This sort of mudslinging and allegations are a part and parcel of a POLITICAL game. Misplaced Pages, fortunately, is not part of that political circle. Mr T 08:17, 20 June 2013 (UTC)
As previously discussed journalism is not a good source for articles on contentious historical events, especially in this case where academic sources cite the "inflammatory" press reports as a significant factor in the events themselves (see e.g. citation 1. pg 486 in my comment above). Myself and DS have cited only academic scholarship and I would ask you to try to keep to a similar standard of sourcing. Dlv999 (talk) 09:08, 20 June 2013 (UTC)
If these were op-eds or personal opinion then your comment would have had some merit. But these are essentially analysis of SIT reports and quotes from the representatives. What's wrong with that? In fact what you think is "academic" is not neutral, I would argue. Mr T 09:23, 20 June 2013 (UTC)
My comments are based on Misplaced Pages policy and guidance, which I have cited to you, which tells us to base historical articles on academic scholarship, and that journalism is not academic scholarship. Dlv999 (talk) 09:29, 20 June 2013 (UTC)
We are straying away from the main issue

It is the allegation of State terrorism. These sort of outdated, prejudicial personal commentaries became even more irrelevant after the Supreme Court appointed investigative team's report was put forward. That accusation was a personal perspective of the "author" and what he thought was going on. He thinks India is a sponsor of "state terrorism". To frame India as a sponsor of State terrorism based on people's personal opinion is intolerable. As User:Dharmadhyaksha wrote at an AFD: "A historian doesn’t decide on whether a act is terrorism or not. He might opine on whether it is terrorism or not. A judicial system decides on whether it is terrorism or not."(emphasis in original) This is exactly the sort of scandalmongering Misplaced Pages tends to actively avoid. Mr T 08:24, 20 June 2013 (UTC)

Writings of a professor of a relevant field published by a prestigious University press in an area of his competence is not regarded by Misplaced Pages as "prejudicial personal commentaries". In fact this is just the kind of source that we can and should be including in our article according to our WP:NPOV policy, which tells us to include "all of the significant views that have been published by reliable sources".
There is a substantial body of high quality academic scholarship discussing state government involvement in the violence.
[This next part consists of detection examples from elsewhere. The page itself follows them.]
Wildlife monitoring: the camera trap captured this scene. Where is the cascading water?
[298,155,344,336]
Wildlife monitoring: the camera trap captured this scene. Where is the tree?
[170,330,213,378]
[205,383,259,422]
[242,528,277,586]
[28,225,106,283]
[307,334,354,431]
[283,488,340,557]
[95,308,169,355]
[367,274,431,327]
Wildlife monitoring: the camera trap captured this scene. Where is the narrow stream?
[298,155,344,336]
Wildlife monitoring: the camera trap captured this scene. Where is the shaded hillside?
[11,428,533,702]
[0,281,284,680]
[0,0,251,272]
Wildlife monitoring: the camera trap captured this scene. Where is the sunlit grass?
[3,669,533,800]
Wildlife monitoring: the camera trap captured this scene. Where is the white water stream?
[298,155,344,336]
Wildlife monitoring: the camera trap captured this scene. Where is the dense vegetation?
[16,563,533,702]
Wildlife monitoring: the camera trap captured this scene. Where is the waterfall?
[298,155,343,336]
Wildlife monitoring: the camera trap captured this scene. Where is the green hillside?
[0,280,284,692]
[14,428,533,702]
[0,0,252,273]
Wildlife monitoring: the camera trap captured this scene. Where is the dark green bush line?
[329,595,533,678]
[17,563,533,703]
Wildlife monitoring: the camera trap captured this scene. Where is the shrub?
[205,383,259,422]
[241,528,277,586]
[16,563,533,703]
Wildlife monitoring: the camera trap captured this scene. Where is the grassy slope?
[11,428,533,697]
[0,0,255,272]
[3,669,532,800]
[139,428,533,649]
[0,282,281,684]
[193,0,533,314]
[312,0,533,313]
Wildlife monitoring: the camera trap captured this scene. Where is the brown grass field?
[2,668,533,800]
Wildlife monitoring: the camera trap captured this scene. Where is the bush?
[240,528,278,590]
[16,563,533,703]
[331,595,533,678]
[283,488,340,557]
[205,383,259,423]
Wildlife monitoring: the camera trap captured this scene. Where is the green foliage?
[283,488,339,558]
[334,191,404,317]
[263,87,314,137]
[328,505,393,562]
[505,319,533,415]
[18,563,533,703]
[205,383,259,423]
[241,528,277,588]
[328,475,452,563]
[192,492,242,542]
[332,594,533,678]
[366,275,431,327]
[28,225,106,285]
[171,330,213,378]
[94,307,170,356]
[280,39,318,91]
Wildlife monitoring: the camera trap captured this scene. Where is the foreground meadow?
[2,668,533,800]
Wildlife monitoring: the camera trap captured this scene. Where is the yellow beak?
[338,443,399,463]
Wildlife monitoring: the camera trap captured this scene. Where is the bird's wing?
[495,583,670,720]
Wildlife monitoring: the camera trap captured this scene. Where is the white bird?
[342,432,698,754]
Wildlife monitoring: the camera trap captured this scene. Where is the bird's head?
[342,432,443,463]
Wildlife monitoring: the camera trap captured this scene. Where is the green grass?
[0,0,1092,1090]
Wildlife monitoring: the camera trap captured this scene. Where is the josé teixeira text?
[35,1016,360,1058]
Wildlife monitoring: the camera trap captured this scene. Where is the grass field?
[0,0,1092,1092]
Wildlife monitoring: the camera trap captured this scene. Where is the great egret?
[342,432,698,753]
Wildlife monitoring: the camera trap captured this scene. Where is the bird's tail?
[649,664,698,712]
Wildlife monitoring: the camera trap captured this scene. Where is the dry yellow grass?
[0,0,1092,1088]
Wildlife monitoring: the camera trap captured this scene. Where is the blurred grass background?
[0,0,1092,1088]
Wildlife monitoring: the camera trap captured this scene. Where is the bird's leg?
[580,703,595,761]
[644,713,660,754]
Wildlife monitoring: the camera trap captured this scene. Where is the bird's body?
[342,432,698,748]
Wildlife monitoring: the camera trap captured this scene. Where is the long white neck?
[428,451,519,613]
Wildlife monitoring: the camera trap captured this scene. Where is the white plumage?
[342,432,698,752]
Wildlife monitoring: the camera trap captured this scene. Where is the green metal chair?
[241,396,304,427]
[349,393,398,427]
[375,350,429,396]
We have seen that published academics refer to the violence as a "pogrom". Gyanendra Pandey uses the term "State-sponsored terrorism" (text amended per DS comment below). I think the different ways the events have been characterized should be discussed as an aspect of the topic in our article, according to the high quality RS that have been cited in this discussion. I would say that what is more important than the semantic debate is the actual substance of what these sources are saying about the violence and the state involvement in the violence. Dlv999 (talk) 09:26, 20 June 2013 (UTC)
It is state terrorism, not state sponsored terrorism. And it is not the only source which says this. Darkness Shines (talk) 10:51, 20 June 2013 (UTC)
Even worse than State-sponsored terrorism. Mr T 11:54, 20 June 2013 (UTC)
  • Here is another up to date academic source to add to the list:
"Unless later research disproves the proposition, the existing reports give us every reason to believe the riots in Gujarat were actually full-blooded pogroms. Two common reference sources define pogrom as follows:
An organized, often officially encouraged massacre or persecution of a minority group, especially one conducted against Jews. (www.dictionary.com)
A mob attack, either approved or condoned by authorities, against the persons and property of a religious, racial, or national minority. (www.britanica.com)
After the train was torched, the state made no attemot to preven, or stop, revenge killings. State police looked the other way, as gangs murdered scores of Muslims with remarkable ease. 7 The statements of NGOs most closely associated with Gujarat state government, run by the Hindu nationalist Bharatiya Janata Party (BJP), openly supported anti-Muslim violence. According to the Vishva Hindu Parishad (VHP), the BJP government did what was absolutely necessary: namely, allow Hindu retaliation against the Muslims, including those who had nothing to do with the mob that had originally torched the train in Ghodhra.8"(Atul Kohli; Prerna Singh (2013). Routledge Handbook of Indian Politics. Routledge. p. 157. ISBN 978-0-415-77685-1. Retrieved 20 June 2013.) Dlv999 (talk) 18:08, 20 June 2013 (UTC)

Citation needed?

Why has a CN tag been added to the lede? That line is already supported in the body of the article, the woefully inadequate and short Attacks on Muslims section. Darkness Shines (talk) 16:10, 20 June 2013 (UTC)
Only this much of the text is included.